- Born: Philip Boakye Dua Oyinka Koforidua, Ghana
- Education: University of Ghana
- Alma mater: St. Augustine's College (Cape Coast)

= Nana Asaase =

Ghanaian poet and writer

Philip Boakye Dua Oyinka, popularly known as Nana Asaase is a poet, literary coach and writer. He is also a member of the National Folklore Board. He was born on 12 December and comes from Koforidua in the Eastern Region of Ghana. Nana Asaase, a name which means "King of the Earth" in the Akan dialect Twi, was conferred on him by his grandmother. He blends English with Twi.

== Education ==
For his secondary education, Nana Asaase attended St. Augustine's College, Cape Coast. In 2010, he was awarded a bachelor's degree in English and History from the University of Ghana, Legon.

== Career ==
He was a public relations assistant at Saatchi & Saatchi from 2010 to 2011. In 2011, he became the public relations executive at Global Media Alliance for a year and is currently a literary coach at Asaase Inscription. As of December 2022, he was serving his second term as the Secretary of the Ghana National Folklore Board's governing board. He holds the Digital Reading ambassadorial role for the Ghana Library App.
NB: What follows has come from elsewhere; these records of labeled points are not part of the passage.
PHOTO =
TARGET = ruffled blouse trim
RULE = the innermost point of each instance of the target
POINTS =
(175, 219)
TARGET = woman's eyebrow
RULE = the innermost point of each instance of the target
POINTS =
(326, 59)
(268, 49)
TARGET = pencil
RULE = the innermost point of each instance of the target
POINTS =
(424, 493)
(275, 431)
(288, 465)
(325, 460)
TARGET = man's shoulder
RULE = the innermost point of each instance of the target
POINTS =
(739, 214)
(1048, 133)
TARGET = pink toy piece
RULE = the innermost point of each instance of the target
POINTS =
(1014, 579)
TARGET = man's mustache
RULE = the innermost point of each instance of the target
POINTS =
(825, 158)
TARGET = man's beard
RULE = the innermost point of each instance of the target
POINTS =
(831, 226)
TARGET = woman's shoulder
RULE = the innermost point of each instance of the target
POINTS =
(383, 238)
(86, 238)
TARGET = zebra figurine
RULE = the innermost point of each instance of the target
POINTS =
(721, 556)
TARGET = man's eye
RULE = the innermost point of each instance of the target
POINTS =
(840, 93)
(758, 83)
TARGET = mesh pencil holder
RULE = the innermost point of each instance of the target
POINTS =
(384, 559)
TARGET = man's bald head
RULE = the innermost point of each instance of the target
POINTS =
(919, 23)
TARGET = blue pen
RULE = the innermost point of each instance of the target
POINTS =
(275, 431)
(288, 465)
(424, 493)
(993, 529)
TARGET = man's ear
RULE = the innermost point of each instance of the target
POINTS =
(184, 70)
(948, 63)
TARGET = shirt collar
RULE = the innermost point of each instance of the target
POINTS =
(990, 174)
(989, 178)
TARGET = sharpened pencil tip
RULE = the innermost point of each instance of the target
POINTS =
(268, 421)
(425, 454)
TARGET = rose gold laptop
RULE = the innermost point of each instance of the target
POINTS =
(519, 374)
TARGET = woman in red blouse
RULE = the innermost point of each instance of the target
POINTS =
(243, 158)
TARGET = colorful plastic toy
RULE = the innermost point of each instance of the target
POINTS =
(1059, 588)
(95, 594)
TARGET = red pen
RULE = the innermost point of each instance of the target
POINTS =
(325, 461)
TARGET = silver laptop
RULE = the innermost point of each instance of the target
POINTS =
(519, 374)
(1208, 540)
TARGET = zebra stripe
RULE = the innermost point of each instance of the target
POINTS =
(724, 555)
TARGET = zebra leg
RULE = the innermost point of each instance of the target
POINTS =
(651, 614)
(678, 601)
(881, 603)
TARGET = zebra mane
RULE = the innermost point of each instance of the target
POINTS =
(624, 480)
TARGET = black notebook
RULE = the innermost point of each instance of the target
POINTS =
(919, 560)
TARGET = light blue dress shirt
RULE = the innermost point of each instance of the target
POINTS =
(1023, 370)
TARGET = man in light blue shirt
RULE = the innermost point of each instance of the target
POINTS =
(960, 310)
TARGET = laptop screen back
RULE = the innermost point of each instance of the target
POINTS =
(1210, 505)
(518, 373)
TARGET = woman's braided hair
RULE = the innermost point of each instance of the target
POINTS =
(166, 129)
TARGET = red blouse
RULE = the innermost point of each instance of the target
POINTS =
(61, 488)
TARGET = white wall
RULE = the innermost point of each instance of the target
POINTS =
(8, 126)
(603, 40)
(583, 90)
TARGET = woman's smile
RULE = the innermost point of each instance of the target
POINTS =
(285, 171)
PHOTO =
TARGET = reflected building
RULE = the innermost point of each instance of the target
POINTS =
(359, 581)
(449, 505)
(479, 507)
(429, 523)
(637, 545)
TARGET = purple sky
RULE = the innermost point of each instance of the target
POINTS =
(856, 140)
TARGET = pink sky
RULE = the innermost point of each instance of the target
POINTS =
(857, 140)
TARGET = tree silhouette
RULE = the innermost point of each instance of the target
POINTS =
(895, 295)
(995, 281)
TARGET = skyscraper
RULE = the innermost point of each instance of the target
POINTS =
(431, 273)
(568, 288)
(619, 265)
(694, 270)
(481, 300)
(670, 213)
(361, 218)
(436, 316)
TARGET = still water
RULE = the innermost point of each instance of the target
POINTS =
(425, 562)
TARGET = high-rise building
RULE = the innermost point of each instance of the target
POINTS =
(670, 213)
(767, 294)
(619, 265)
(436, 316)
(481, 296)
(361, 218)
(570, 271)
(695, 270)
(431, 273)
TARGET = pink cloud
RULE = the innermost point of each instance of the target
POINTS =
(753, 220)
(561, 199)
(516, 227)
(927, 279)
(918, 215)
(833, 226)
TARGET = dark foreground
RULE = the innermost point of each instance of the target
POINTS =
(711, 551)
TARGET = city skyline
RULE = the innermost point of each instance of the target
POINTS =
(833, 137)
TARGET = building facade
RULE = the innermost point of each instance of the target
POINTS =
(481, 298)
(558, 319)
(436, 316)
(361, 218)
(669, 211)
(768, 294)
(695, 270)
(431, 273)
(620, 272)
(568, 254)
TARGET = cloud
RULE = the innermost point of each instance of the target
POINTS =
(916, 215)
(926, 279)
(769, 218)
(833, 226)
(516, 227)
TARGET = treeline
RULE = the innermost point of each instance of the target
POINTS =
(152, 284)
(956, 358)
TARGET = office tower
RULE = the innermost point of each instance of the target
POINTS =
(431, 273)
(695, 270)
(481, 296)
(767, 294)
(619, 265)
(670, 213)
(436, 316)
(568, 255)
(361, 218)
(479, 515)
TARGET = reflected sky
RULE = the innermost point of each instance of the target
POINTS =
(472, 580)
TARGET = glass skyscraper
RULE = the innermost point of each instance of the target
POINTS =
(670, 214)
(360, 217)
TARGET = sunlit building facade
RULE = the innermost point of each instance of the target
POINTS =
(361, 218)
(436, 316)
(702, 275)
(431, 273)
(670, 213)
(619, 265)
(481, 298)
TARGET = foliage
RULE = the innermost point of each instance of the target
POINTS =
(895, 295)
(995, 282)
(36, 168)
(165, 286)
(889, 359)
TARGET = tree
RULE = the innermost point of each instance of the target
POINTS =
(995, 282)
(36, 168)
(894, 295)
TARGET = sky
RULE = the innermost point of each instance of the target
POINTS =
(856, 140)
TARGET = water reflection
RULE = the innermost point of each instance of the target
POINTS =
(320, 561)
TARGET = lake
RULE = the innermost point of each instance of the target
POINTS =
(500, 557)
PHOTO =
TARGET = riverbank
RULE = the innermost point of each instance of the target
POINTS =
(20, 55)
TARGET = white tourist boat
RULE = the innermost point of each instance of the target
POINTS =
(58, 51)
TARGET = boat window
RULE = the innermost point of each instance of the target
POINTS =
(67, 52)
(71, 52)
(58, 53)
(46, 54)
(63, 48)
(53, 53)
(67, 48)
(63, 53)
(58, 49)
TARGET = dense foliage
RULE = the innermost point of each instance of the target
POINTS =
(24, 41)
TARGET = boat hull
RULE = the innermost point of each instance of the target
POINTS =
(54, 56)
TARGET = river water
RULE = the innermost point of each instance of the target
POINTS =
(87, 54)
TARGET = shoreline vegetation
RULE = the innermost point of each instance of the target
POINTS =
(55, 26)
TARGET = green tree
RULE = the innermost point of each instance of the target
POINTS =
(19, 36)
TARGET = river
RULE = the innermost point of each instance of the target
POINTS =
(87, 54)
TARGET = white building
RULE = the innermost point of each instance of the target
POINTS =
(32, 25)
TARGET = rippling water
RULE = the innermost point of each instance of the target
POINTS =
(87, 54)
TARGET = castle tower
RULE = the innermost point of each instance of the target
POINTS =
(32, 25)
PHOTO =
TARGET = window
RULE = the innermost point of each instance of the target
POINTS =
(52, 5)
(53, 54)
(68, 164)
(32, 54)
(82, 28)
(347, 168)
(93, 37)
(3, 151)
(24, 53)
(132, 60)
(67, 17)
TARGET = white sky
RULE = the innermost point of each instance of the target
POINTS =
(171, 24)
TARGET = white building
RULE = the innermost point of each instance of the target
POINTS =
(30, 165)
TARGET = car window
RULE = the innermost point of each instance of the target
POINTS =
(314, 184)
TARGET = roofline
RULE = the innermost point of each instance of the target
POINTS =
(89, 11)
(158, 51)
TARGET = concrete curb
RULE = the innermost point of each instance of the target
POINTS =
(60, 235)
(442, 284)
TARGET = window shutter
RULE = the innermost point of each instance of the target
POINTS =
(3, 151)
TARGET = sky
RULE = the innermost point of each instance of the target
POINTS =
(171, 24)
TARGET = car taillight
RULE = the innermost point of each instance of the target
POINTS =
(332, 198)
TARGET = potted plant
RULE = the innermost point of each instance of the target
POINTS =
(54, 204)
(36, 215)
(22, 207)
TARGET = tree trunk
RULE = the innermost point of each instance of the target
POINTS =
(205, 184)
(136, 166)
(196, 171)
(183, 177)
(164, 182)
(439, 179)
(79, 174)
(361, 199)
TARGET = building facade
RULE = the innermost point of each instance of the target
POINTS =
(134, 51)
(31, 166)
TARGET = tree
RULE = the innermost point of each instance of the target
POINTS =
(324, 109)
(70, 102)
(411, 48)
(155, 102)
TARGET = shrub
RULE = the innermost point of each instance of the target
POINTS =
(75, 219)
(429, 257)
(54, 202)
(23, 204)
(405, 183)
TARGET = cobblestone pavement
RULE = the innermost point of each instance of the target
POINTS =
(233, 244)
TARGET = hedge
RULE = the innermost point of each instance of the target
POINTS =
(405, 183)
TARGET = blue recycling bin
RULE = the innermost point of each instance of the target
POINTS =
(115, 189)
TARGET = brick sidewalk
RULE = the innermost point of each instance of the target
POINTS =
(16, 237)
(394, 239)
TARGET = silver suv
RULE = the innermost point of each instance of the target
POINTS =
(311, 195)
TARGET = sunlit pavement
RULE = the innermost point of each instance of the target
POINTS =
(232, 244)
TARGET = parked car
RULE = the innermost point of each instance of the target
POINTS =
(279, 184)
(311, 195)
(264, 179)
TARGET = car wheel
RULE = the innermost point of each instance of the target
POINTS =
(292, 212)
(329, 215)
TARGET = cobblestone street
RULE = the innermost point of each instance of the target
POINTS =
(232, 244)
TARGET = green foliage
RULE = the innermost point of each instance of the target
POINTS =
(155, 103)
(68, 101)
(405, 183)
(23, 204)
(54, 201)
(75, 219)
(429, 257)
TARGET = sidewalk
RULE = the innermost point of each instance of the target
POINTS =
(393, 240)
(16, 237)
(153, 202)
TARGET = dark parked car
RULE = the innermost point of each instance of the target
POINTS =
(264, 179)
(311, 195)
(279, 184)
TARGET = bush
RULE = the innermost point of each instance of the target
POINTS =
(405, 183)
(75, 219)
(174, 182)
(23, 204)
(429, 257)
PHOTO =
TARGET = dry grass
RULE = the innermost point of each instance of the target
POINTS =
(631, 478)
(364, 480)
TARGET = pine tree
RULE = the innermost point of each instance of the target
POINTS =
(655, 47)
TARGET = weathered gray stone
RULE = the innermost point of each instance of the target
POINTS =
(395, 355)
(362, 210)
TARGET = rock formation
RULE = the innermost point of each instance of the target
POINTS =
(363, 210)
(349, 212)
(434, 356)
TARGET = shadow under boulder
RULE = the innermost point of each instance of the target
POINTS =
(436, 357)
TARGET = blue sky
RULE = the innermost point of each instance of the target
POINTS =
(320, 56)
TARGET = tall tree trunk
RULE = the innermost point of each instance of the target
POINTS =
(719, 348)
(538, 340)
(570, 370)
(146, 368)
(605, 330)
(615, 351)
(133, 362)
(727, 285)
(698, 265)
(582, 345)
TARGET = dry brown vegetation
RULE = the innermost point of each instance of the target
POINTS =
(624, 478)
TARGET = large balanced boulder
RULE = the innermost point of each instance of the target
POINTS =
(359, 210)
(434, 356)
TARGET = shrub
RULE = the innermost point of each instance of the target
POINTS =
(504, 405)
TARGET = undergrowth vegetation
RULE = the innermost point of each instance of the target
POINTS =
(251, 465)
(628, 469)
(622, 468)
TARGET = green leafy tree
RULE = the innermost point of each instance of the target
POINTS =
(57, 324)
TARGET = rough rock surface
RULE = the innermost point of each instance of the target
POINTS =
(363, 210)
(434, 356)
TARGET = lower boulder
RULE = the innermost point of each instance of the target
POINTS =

He is also a board member of the Open Foundation for West Africa (OFWA).

== List of his poetry works ==
- Life of Colours-Sancho Ignites
- Communion of Lies
- Sternly to the Day; Gently to the Earth
- Intoxicated Mirrors-London on fire
- Ephiphania
- Mental Pictures V

== Mental Pictures ==
He organises the annual Mental Pictures with the recent been Mental Pictures VIII: Bagyina Reloaded.
== Awards and recognition ==
He was acknowledged for his contributions in putting Ghanaian poetry in the limelight. This was at the first edition of the Ghana Writers Awards.